The Quartet's Hypocrisy and Failure in Occupied Palestine
Middle East Quartet includes the US, EU, Russia and the UN

By Stephen Lendman

Global Research, January 7, 2009

The Middle East Quartet includes the US, EU, Russia and the UN. It was
formed in 2002 to seek "comprehensive security reform," mediate the
Israeli-Palestinian "peace process," address Occupied Palestine's deepening
humanitarian crisis, among other stated objectives.

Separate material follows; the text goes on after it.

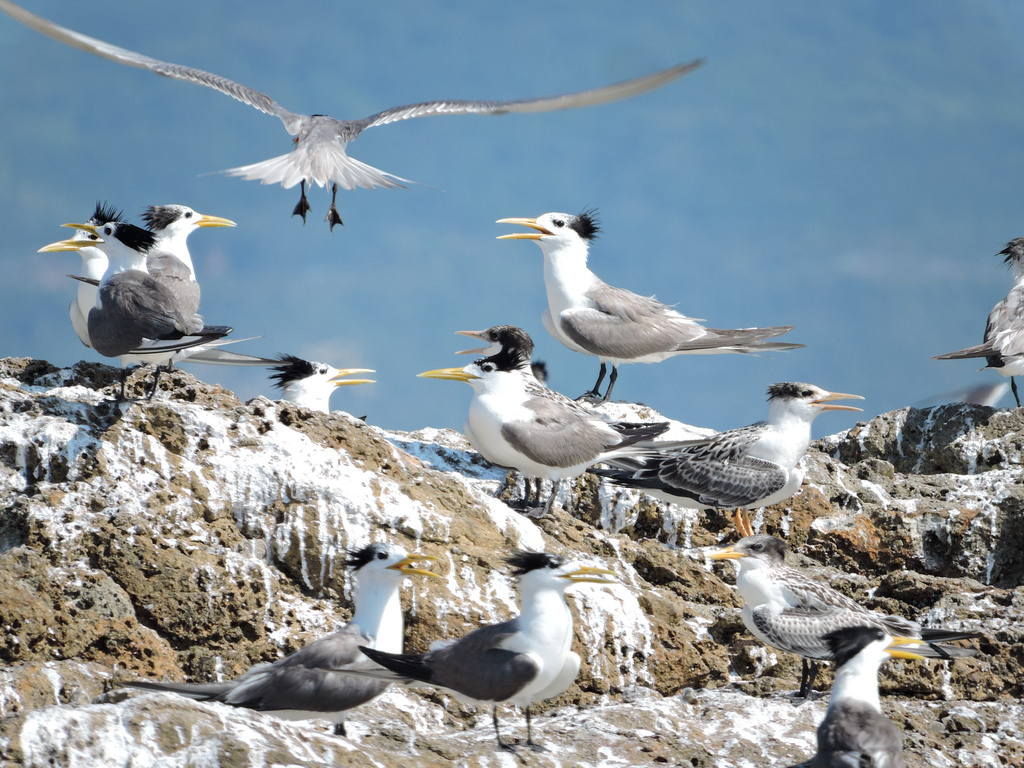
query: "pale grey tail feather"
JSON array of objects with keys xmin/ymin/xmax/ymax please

On September 25, 21 aid and human rights organizations (called The Group
below) issued a damning report on the Quartet's performance. Well before
the current Gaza slaughter but with the Territory under siege, it cited:

-- a continuing humanitarian crisis among people struggling to meet their
basic needs;

-- increasingly dependent on aid as their livelihoods are destroyed; and
stressed that

-- the "only sustainable solution to the crisis is a comprehensive peace
settlement between Israelis and Palestinians based on international law."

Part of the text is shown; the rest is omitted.